In early November, Toyota, who already sources over 50% of production outside Japan, threatened to move significantly more production out of Japan. A Financial Times article at the time noted that Akio Toyoda, Toyota’s President called the surge in the value of the yen a “big problem” that threatened all of Japanese industry. Toyota executives note that the company is quickly losing competitiveness, especially as sales in other emerging regions are diluted by home currency issues. The FT article contrasted Toyota to Toshiba, who since 2009, moved more supply and final production outside of Japan, and was able to profit from the yen’s rise in the first half of September. Today’s Financial Times has a front page article (free preview account may be required) noting that Nissan is planning to shift the balance of its production and support functions towards dollar-linked economies, including China and the U.S., in order to protect itself against currency volatility. CEO Carlos Ghosn is also noted as indicating that Nissan wanted to correct a “big imbalance’ in costs and revenues caused by producing cars in Japan to sell in the U.S. and other dollar-linked economies.
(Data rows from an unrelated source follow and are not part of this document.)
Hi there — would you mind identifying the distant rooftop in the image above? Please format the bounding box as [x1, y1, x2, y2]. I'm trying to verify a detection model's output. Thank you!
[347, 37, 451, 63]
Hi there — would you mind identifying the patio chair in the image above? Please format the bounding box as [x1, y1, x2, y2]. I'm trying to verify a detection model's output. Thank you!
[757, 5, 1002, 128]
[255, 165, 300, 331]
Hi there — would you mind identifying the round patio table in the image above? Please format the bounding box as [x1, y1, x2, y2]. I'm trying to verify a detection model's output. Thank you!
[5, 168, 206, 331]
The November 20-26 edition of The Economist also features an article, Leaving Home, indicating Japanese firms currently do 30% of their production overseas, twice as much as the early 1990’s, and that that figure is sure to rise with current trends. Three different factors are cited as accelerating this shift and include the rising nominal value of the yen, closer access to faster-growing economies, and the burden of corporate taxes and tariffs. The Economist article also astutely points out that as major production shifts from Japan or other countries, local suppliers atrophy from lack of skills and innovation. Also noted was that a previous belief that keeping “mother factories’ in Japan to refine production processes and retain skills is also losing favor, since in 2008, three quarters of Japanese-owned were at the same technical level as Japanese domestic plants.
Manufacturing outsourcing continues to be a delicate balance of multiple factors. Access to growing consumer-based economies, shifting and volatile currencies, higher transportation and quality control costs, and concern for intellectual property protection all interplay in the dynamics of outsourcing.
From our perspective, two conclusions stand forth. First, outsourcing decisions will continue to involve dynamic factors, and the degree of flexibility and agility of manufacturing and supply chain networks will continue to be a key consideration in supporting outsourcing needs. That also implies the ability to analyze and assess all the various factors. Second, no country can claim to have an economic growth plan without consideration to the global competitiveness of its manufacturing and supply chain infrastructure, as Japan is unfortunately beginning to understand. Other countries may follow, and none are immune.